Now Hassaun sensed a growing impatience and puzzlement in the crowd. The chanting of his name had died down as they showed their respect for the courage of these foreigners. Arrida was a hard land and violent death was a daily occurrence. The Arridi and Tualaghi both admired those who could face it with such aplomb. It was vital, Hassaun knew, that he regain the mob's respect. He paced along the line of captives, looking for the weak link.
And saw the girl.
She wouldn't be able to withstand the threat of the huge sword, he reasoned. He could reduce her to a weeping tearful shadow of herself within seconds. And then, he sensed, the other captives would have to lose their disinterested, nonchalant attitude to him as they tried to comfort her.

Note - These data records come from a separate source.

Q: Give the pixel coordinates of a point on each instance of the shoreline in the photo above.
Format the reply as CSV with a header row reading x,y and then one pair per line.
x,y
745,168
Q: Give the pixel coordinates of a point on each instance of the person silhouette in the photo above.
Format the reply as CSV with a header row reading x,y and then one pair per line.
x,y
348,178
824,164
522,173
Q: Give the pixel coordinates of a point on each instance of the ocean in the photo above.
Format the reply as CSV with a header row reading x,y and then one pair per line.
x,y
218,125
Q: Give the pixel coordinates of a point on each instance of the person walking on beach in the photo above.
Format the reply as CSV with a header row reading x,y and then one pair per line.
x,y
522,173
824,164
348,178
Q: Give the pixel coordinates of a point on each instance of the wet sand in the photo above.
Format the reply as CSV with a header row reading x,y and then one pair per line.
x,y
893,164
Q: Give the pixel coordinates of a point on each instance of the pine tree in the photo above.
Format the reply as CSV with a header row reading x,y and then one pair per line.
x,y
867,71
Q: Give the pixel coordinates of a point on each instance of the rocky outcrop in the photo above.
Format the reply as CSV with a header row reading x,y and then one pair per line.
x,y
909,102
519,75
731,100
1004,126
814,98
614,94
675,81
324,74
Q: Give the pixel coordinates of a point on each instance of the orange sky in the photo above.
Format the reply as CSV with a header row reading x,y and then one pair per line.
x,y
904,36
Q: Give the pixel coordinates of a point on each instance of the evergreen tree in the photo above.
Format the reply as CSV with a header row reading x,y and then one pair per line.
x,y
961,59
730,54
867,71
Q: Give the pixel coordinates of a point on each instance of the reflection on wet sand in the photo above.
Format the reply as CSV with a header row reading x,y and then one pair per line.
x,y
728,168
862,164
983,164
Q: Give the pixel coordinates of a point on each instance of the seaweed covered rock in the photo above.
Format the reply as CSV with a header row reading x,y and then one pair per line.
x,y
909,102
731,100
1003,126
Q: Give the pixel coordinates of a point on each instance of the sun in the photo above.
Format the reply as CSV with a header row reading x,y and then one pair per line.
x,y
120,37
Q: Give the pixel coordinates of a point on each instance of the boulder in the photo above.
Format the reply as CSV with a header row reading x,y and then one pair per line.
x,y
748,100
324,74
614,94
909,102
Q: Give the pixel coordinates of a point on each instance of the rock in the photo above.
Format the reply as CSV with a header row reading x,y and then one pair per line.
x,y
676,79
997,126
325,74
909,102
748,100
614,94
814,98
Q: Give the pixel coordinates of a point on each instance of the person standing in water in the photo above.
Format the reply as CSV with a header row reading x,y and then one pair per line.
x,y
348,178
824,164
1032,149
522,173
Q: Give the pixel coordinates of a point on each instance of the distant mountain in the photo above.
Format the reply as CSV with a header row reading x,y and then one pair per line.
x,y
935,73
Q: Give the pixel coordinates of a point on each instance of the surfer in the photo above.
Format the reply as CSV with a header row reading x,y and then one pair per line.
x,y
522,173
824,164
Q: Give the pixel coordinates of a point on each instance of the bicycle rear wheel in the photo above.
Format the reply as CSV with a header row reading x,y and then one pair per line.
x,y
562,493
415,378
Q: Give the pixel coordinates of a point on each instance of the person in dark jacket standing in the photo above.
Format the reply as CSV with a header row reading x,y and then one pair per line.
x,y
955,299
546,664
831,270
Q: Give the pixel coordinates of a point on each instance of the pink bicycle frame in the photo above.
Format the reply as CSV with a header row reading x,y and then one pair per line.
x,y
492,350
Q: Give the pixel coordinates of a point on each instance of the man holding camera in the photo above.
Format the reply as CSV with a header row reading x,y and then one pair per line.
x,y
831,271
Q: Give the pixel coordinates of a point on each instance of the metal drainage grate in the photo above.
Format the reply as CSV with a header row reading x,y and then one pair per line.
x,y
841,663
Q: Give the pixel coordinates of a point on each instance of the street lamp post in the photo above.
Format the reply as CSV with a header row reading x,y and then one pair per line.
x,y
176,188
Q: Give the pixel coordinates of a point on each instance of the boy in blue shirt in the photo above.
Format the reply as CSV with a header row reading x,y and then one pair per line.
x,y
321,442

He let the rage build up in him like water behind a dam. The he released it with a lingering scream of hate as he leapt for the girl, sword raised. Then the blade was sweeping and cutting across her, beside her, above her head, thudding down into the planking by her feet so that the floor of the platform shook with the force of his blows. He cut the air about her, the sword never more than a few millimetres from her. It was a terrifying, terrible display of rage and strength.